В Сен-Жермене Король сначала навещал мадемуазель де Фонтанж каждый вечер. Но постепенно ему надоел вид женщины, которая утратила всю свою красоту, умом же была обижена всегда; летом 1680 года он сделал ее герцогиней и почти прекратил свои визиты.

Отчаяние еще усугубило страдания несчастной покинутой Фонтанж; жар и удушья, завладевшие этим хрупким тельцем, более не оставляли его. Придворные, еще недавно певшие юной фаворитке дифирамбы и теснившиеся в ее передней, теперь исчезли и не поминали ее ни единым словом, точно она уже умерла; даже служанки, видя близкий конец своей госпожи, все перебежали к ее сопернице, под крылышко Дезейе, Като и других «девушек» семейства Мортмар, которых еще два месяца назад открыто презирали.

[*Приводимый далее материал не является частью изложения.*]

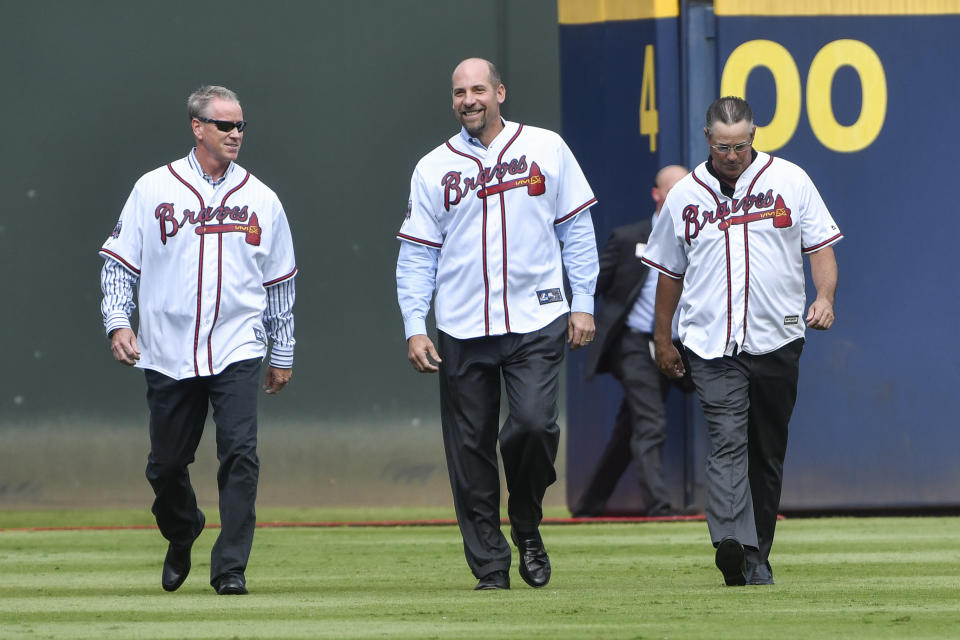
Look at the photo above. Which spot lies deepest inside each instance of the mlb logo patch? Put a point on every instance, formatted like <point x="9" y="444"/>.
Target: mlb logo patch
<point x="547" y="296"/>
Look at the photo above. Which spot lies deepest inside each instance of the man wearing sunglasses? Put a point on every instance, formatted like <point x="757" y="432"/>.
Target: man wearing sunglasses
<point x="729" y="247"/>
<point x="209" y="249"/>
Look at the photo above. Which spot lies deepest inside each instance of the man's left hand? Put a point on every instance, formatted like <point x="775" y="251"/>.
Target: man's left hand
<point x="820" y="316"/>
<point x="276" y="379"/>
<point x="580" y="329"/>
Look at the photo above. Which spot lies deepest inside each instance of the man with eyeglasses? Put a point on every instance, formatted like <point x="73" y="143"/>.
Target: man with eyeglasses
<point x="209" y="248"/>
<point x="729" y="250"/>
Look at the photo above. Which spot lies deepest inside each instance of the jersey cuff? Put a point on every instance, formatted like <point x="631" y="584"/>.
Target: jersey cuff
<point x="582" y="303"/>
<point x="414" y="326"/>
<point x="281" y="357"/>
<point x="116" y="320"/>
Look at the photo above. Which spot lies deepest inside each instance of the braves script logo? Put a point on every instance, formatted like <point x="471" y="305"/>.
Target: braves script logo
<point x="696" y="220"/>
<point x="170" y="225"/>
<point x="456" y="187"/>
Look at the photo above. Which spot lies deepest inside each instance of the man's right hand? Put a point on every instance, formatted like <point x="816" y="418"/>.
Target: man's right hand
<point x="422" y="354"/>
<point x="669" y="360"/>
<point x="123" y="345"/>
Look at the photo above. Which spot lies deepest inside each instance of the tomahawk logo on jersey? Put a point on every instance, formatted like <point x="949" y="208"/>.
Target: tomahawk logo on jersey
<point x="736" y="245"/>
<point x="481" y="207"/>
<point x="223" y="244"/>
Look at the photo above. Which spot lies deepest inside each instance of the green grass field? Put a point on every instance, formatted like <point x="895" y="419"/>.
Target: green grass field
<point x="836" y="578"/>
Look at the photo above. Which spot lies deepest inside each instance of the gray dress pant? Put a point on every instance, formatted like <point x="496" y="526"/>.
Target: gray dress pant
<point x="470" y="378"/>
<point x="747" y="402"/>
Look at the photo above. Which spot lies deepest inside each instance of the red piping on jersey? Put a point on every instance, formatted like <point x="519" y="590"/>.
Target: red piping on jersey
<point x="503" y="232"/>
<point x="196" y="331"/>
<point x="404" y="236"/>
<point x="216" y="309"/>
<point x="726" y="238"/>
<point x="661" y="268"/>
<point x="126" y="264"/>
<point x="281" y="278"/>
<point x="822" y="244"/>
<point x="746" y="253"/>
<point x="483" y="243"/>
<point x="575" y="211"/>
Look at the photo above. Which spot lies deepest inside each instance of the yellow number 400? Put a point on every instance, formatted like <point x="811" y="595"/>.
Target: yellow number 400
<point x="830" y="133"/>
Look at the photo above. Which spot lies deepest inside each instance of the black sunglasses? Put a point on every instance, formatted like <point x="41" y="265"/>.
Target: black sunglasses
<point x="225" y="125"/>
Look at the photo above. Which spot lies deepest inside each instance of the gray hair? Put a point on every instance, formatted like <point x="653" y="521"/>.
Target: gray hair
<point x="199" y="99"/>
<point x="729" y="110"/>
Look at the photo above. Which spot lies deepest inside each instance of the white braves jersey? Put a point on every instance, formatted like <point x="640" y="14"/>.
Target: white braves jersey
<point x="204" y="255"/>
<point x="741" y="258"/>
<point x="492" y="212"/>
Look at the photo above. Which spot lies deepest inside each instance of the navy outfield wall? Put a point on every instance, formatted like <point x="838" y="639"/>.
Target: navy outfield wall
<point x="621" y="115"/>
<point x="860" y="95"/>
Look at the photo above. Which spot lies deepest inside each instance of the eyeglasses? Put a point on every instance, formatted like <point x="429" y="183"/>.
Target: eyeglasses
<point x="225" y="125"/>
<point x="737" y="148"/>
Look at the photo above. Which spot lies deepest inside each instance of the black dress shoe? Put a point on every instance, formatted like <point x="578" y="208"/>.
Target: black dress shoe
<point x="493" y="580"/>
<point x="176" y="564"/>
<point x="730" y="560"/>
<point x="534" y="561"/>
<point x="232" y="584"/>
<point x="176" y="567"/>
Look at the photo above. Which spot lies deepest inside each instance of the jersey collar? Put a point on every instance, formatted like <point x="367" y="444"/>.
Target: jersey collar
<point x="192" y="159"/>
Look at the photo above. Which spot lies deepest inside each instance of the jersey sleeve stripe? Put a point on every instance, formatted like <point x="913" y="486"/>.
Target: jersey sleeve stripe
<point x="586" y="204"/>
<point x="281" y="278"/>
<point x="223" y="202"/>
<point x="129" y="267"/>
<point x="186" y="184"/>
<point x="661" y="269"/>
<point x="435" y="245"/>
<point x="817" y="247"/>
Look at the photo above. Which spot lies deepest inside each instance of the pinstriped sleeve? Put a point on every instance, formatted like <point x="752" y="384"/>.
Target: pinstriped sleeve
<point x="278" y="322"/>
<point x="117" y="284"/>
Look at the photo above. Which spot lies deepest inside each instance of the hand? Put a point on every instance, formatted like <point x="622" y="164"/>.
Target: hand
<point x="276" y="379"/>
<point x="123" y="345"/>
<point x="669" y="360"/>
<point x="820" y="316"/>
<point x="580" y="329"/>
<point x="422" y="354"/>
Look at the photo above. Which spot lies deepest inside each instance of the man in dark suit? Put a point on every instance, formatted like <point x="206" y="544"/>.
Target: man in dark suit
<point x="623" y="348"/>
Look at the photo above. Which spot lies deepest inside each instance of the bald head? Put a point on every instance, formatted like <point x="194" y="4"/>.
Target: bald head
<point x="666" y="178"/>
<point x="477" y="96"/>
<point x="473" y="63"/>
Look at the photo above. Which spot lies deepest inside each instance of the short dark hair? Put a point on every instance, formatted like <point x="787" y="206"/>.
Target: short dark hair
<point x="728" y="110"/>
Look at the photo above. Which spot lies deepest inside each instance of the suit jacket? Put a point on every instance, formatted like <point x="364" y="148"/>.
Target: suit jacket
<point x="619" y="283"/>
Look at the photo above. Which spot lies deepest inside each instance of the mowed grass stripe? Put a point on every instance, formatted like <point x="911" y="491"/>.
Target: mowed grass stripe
<point x="841" y="577"/>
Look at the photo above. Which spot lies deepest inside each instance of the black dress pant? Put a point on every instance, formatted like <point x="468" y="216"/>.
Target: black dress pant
<point x="639" y="431"/>
<point x="178" y="410"/>
<point x="470" y="377"/>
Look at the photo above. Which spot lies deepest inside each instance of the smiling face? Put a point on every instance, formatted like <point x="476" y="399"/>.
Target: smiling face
<point x="217" y="149"/>
<point x="731" y="164"/>
<point x="476" y="101"/>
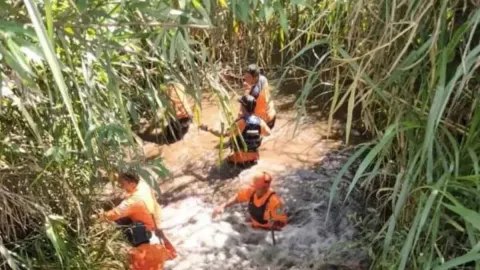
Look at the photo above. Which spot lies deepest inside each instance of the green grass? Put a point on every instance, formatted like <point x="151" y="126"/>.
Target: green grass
<point x="411" y="66"/>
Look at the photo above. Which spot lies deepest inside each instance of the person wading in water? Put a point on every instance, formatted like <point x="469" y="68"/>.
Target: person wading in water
<point x="264" y="206"/>
<point x="139" y="216"/>
<point x="257" y="86"/>
<point x="246" y="134"/>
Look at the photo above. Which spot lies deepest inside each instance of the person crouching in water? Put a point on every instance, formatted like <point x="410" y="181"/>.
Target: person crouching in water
<point x="246" y="134"/>
<point x="179" y="116"/>
<point x="257" y="86"/>
<point x="264" y="206"/>
<point x="139" y="216"/>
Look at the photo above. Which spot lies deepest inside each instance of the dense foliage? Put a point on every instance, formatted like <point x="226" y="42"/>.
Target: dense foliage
<point x="77" y="75"/>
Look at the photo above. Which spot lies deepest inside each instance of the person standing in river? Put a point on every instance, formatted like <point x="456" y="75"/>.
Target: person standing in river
<point x="257" y="86"/>
<point x="139" y="214"/>
<point x="246" y="134"/>
<point x="264" y="206"/>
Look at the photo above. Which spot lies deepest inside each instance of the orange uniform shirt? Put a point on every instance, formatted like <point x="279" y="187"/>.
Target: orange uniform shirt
<point x="241" y="156"/>
<point x="265" y="107"/>
<point x="274" y="210"/>
<point x="179" y="101"/>
<point x="141" y="206"/>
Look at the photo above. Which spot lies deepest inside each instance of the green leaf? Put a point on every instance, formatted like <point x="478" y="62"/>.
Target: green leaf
<point x="283" y="17"/>
<point x="386" y="139"/>
<point x="49" y="18"/>
<point x="54" y="230"/>
<point x="469" y="257"/>
<point x="308" y="47"/>
<point x="341" y="173"/>
<point x="12" y="28"/>
<point x="467" y="214"/>
<point x="5" y="253"/>
<point x="53" y="62"/>
<point x="19" y="68"/>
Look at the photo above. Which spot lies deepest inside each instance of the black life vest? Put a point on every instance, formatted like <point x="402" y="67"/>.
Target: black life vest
<point x="257" y="212"/>
<point x="251" y="135"/>
<point x="135" y="232"/>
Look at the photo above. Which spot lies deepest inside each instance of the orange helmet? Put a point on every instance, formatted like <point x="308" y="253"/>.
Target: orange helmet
<point x="261" y="180"/>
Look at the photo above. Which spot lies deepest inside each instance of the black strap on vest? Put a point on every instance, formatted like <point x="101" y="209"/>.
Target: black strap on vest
<point x="258" y="212"/>
<point x="135" y="232"/>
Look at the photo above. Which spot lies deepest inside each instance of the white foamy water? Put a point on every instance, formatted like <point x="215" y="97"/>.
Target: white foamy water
<point x="228" y="242"/>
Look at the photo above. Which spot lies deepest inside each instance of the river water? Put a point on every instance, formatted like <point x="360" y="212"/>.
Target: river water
<point x="303" y="164"/>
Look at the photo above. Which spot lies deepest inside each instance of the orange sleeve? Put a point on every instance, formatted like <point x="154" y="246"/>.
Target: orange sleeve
<point x="239" y="127"/>
<point x="244" y="194"/>
<point x="264" y="129"/>
<point x="276" y="210"/>
<point x="124" y="209"/>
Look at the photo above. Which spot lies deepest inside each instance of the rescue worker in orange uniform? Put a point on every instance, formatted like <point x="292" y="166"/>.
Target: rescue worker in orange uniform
<point x="264" y="206"/>
<point x="257" y="86"/>
<point x="246" y="134"/>
<point x="140" y="213"/>
<point x="179" y="114"/>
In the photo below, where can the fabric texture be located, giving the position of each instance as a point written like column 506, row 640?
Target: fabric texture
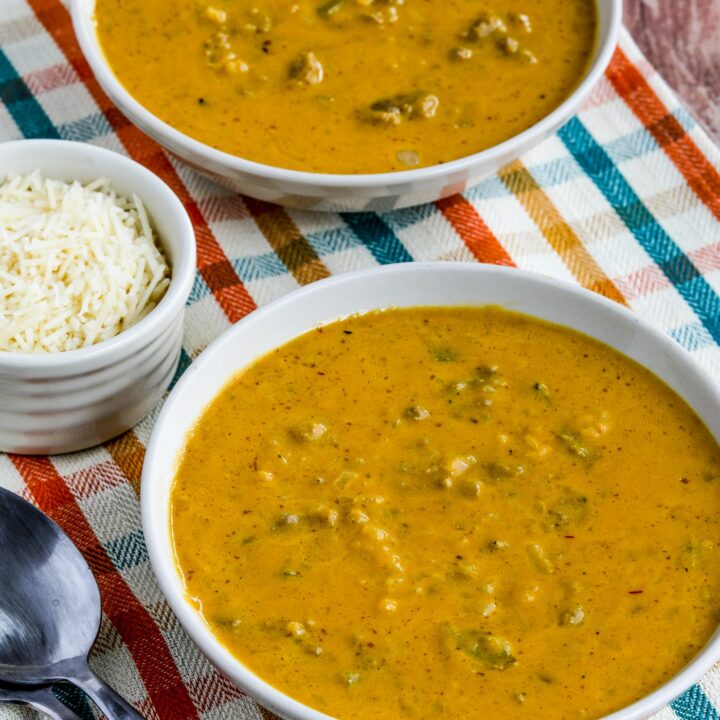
column 624, row 200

— Мадам, — сказала мне как-то вечером Нанон, — неужто мы с вами дадим бедной девушке умереть, как собаке?

Я была согласна с нею и, не считаясь с мнением госпожи де Монтеспан, которая в любом случае не посчиталась бы с моим, осмелилась навестить мадемуазель де Фонтанж.

Когда я вошла, она лежала в бреду, под присмотром всего одной старой служанки, разбитой ревматизмом, который, верно, и помешал ей предложить свои услуги сопернице ее хозяйки. Взяв больную за руку, я тихонько заговорила с нею, хотя сильно сомневалась, что она меня узнает.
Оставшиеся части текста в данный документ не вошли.